Thursday, August 23, 2012

Novos e estranhos tempos - (conto)



O urso estava esperando as trutas descerem rio abaixo, elas estavam previstas para chegar quando o sol percorresse 3/4 do trajeto no céu, seriam centenas delas, um delicioso banquete que só um ser imponente como ele poderia desfrutar. As trutas vieram e o urso as pescava com enorme destreza; não deixava que elas escapulissem de suas garras, e devorava-as sem piedade. Contudo, em pouco tempo, o sol desceu montanha abaixo, foi se embora e com ele foram-se também as trutas; o urso comeu sua ultima truta, suculenta e carnuda despertando as melhores sensações que uma garganta poderia ter. As trutas não voltariam mais naquele dia, isso causava certa indignação no urso, mas pelo menos ele sabia que elas voltariam no dia seguinte; isto era um grande consolo. Elas sempre voltavam todas as tardes, desde que o urso se lembrava; graças aos deuses que os antigos haviam notado que as trutas sempre apareciam em certo horário do dia, agora ele podia saber quando elas iam voltar, e isso o deixava mais seguro. Mas por causa das trutas o grande urso nunca havia saído dos vales do norte, ele sabia que ali teria seu precioso alimento diário rico em todos os tipos de vitaminas que ele conhecia. De longe ele apenas avistava cadeias de montanhas ao sul, e uma luz lilás que aparecia no céu todas as noites. Que luz bela, cheia de vida, completa em sua magnificência, que luz seria aquela? Seriam os espíritos de seus ancestrais? Ou quem sabe, um portal para outro mundo. Não saberia, pois habitava a montanha da morte, e de lá não sairia; devorava a carne das trutas; e as trutas devoravam-lhe a alma.

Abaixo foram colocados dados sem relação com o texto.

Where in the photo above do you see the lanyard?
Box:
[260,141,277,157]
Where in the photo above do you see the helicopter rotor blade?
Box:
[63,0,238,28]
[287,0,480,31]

Até que numa certa tarde ensolarada o pesado urso estava ansioso a esperar por mais uma edição de seu esplendoroso banquete, quando os peixes não vieram. Algo muito estranho havia acontecido no topo da montanha da morte para mudar o rumo natural das coisas; e o grande mamífero precisava se preparar para uma nova vida, se habituar a um novo lugar. Ele parou deprimido diante das águas a observar a correnteza forte do rio que tanto o alimentou, mas agora o desamparava; o deixava completamente perdido, sem destino, sem paradeiro, sem proteção. Pelos deuses, o que havia feito para merecer isto? Da noite para o dia perderá tudo que era mais importante para sua vida de urso. Em frente ao rio permaneceu imóvel durante oito dias, até que a fome o castigou. Sentia pontadas fortes na boca do estômago, precisava se alimentar urgentemente. Tomado por um profundo e misterioso Insight o urso se levantou, com o olhar fixo no horizonte, bebeu um pouco da água do rio e partiu rumo ao incerto.